Thomas Graves continued to practice until 1950, and his influence persisted locally,which explains why the environment at Rubery Hill Hospital impressed me by its cleanliness 9 years later. He seemed to have taken no notice of the famous Northfield experiment carried out by Bion and Rickman on group psychotherapy at Rubery Hill and Hollymoor Hospitals (collectively called Northfield) during World War II.

He must have known at some level, as he remained medical superintendent at both hospitals until 1948, but he regarded all psychotherapy as abhorrent. Scull comments that Graves never lost his enthusiasm for his focal sepsis theory and worked persistently on his theories until his death in 1964.

Are there lessons to learn now from this long-held error?

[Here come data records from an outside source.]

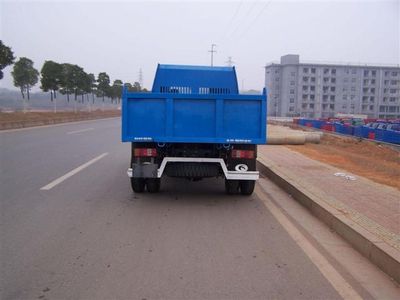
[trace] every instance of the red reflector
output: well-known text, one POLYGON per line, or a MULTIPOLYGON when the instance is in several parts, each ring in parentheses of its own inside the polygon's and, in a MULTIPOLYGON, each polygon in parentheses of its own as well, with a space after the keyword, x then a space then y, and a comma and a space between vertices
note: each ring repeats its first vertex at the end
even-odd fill
POLYGON ((155 148, 136 148, 133 152, 134 156, 147 156, 154 157, 157 156, 157 149, 155 148))
POLYGON ((254 158, 254 151, 233 149, 232 158, 254 158))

Psychiatry has long been under attack for being too divorced from general medicine, and many now exhort it to become a distant branch of neurology linked to neuroscience. The case of Thomas Chivers is a warning to all of these individuals, as well as a reminder that changes in practice cannot be based on untested theory. Many of Graves’ patients would have been better off if he had found his way back into the family jam business.

Dr Tyrer is emeritus professor of Community Psychiatry at Imperial College, London. He was editor of the British Journal of Psychiatry from 2003 to 2013.

References

1. Beeslay TQ. New York Times. June, 1922.

2. Meyer A.Psychobiology: A Science of Man. Charles C Thomas, 1957.

3. Cotton H. The relation of chronic sepsis to so-called functional mental disorders. J Ment Sci. 1923;69:434-465.

4. Graves TC. The relation of chronic sepsis to so-called functional mental disorders. J Ment Sci. 1923;69:465-471.

5. Graves TC.Diphasicvascular variation in the treatment of mental inefficiency arising from a common somatic cause. J Ment Sci. 1940;86:751-766.

6. Scull A. Focal sepsis and psychosis: the career of Thomas Chivers Graves (1883-1964). In: Freeman H, Berrios GE, eds. 150 Years of British Psychiatry: Volume II, The Aftermath. Athlone; 1996:517-536.